Thursday, February 17, 2011

Watson, come quickly I need you!

I watched the Jeopardy IBM Challenge this week and was quite impressed. For those who missed it, IBM's AI (artificial Intelligence) computer "Watson" played Jeopardy against two of the show's all time winners. Watson is a natural language processing system, which means it "understands" and "uses" English sentences for input and output.

I put the terms in quotes because we don't have a clear idea what it means to understand things or to use language. Certainly Watson did a good job of parsing the sentences fed to it (electronically - it does not do speech to text) and a good job speaking (although some of its pronunciation left a lot to be desired). From the sentence fed to it, it would determine what it was supposed to figure out much of the time and come up with a correct answer form its database of knowledge (no, it was not allowed to use the Internet).
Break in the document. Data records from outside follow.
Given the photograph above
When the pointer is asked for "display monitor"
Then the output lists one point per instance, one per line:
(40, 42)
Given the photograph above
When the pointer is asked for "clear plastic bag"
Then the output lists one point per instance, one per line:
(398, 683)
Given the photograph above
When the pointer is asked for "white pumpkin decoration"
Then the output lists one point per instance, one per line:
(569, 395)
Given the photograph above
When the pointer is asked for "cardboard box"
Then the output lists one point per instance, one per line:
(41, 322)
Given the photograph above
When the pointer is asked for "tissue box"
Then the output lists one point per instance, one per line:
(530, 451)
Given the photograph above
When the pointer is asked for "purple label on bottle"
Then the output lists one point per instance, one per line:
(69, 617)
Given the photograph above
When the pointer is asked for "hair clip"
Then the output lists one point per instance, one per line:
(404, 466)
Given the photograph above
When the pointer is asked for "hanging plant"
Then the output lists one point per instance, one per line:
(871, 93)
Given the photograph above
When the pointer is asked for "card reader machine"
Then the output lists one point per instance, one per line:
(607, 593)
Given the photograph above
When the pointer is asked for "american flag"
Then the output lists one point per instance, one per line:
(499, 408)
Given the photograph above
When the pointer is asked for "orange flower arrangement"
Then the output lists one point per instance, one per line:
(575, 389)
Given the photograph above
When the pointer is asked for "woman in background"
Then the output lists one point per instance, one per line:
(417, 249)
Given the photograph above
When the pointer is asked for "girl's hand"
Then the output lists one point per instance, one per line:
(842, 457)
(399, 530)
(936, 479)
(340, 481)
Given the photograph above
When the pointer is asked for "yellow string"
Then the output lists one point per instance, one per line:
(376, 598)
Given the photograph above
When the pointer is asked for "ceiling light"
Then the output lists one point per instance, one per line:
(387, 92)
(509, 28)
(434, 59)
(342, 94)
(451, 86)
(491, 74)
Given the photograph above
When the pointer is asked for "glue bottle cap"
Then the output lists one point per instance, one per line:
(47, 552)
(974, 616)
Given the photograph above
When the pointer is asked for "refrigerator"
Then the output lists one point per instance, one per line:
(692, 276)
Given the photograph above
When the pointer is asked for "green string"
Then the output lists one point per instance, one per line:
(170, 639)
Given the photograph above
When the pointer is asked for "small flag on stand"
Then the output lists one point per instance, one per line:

It cleaned the clocks of the other contestants, but it won like the machine beat John Henry - by mechanical means. What I mean by that is that it could push the button faster than they could. Throughout the tournament you could see the contestants furiously trying to beat it to the button push and losing, and being frustrated by not being able to answer a question they knew the answer to.

Watson, on the other hand, routinely pushed the button first, unless it didn't know the answer. And the answers it didn't know were telling. Things dealing with "book learning" it knew very well, but it had "no common sense" as my kids put it. One interesting thing that had Alex Trebek and others puzzled were the unusual amounts it bet in the daily doubles and final Jeopardy. Generally a human will pick a number that will give him or her a "round" number or will pass another opponent. It seemed as though Watson took the maximum amount times some predicted probability of winning ignoring the scores of its opponents. Which makes sense, because I'm not sure if Watson knew the scores of its opponents. It did not know what their answers were, which became clear in the first game when it repeated a wrong answer its opponent had already given.

That's not to demean the incredible achievement of a machine that can play Jeopardy at all, and the hard work and talent that went into such an effort. On the contrary, as a computer scientist I find the project fascinating. I just thought the victory was cheapened by the buzzer speed. Had it been more "human" the contest would have been more about intellect and less about mechanisms.